"You don't have to have fought in a war to love peace."
In 1984, I made up my mind early to support Walter Mondale for president.
His announcement 30 years ago today of his selection of Geraldine Ferraro to be the first female vice presidential nominee of a major political party did not influence my decision.
Nor, I suppose, did it influence most of my friends and co–workers, all of whom seemed to have decided how to vote fairly early, too.
I know it didn't affect my mother. She was an admirer of Mondale before he was chosen to be Jimmy Carter's running mate.
Mom and I never spoke about Mondale's choice so I don't know if she would have selected someone else if it had been up to her. I might have picked someone else. There were times, I guess, when I questioned the wisdom of Mondale's choice — not because of Ferraro's gender but because of her rather thin political resume.
So, if it had been up to me, I probably would have picked someone with more extensive political experience — and perhaps some experience running in a statewide campaign. As a representative, Ferraro's campaigns had been districtwide.
Of course, if the point is to make history with a nomination, one is limited to the options that are available at the time. In 1984, Mondale didn't have the luxury of an abundance of choices. Democrats had no women in the U.S. Senate and only one serving as governor of a state. He probably could have found a woman in the House who had spent more time there than Ferraro, but she might not have shared so many of his views.
Ironically, that would change within the next few years. That may have been — at least in part — an outcome of Ferraro's groundbreaking candidacy. The '80s was a decade of great strides for women. In addition to Ferraro's nomination, Sandra Day O'Connor was the first woman nominated to be a Supreme Court justice, and Sally Ride was America's first woman astronaut.
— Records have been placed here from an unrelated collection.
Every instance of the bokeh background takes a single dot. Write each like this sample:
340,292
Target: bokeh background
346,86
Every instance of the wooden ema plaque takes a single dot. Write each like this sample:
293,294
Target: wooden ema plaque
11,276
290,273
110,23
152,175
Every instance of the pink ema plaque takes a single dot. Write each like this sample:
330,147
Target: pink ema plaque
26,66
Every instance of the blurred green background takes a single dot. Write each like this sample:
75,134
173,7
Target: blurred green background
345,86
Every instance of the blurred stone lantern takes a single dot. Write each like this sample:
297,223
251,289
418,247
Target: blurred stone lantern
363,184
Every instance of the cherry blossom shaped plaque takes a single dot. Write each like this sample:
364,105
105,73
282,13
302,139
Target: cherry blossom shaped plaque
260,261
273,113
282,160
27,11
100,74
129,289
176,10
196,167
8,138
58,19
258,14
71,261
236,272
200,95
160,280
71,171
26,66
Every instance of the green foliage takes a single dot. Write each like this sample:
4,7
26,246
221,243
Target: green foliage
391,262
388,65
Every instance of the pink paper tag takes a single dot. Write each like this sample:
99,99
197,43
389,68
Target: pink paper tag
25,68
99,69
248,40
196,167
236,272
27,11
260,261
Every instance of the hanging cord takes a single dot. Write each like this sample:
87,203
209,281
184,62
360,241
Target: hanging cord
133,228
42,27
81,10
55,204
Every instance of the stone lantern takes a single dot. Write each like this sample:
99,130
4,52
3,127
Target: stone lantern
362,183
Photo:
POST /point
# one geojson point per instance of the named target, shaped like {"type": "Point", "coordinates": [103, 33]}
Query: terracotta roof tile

But, in the rush to make history, the Mondale campaign staff failed to adequately vet her and thus was subjected to a distracting investigation of Ferraro's family finances at a time when the Democratic ticket needed to be refining its message for the general election. It was embarrassing, too, because it revived stereotypes about New York Italian–Americans and organized crime.
Twenty–four years later, Alaska Gov. Sarah Palin became the first woman nominated for the vice presidency by the Republican Party.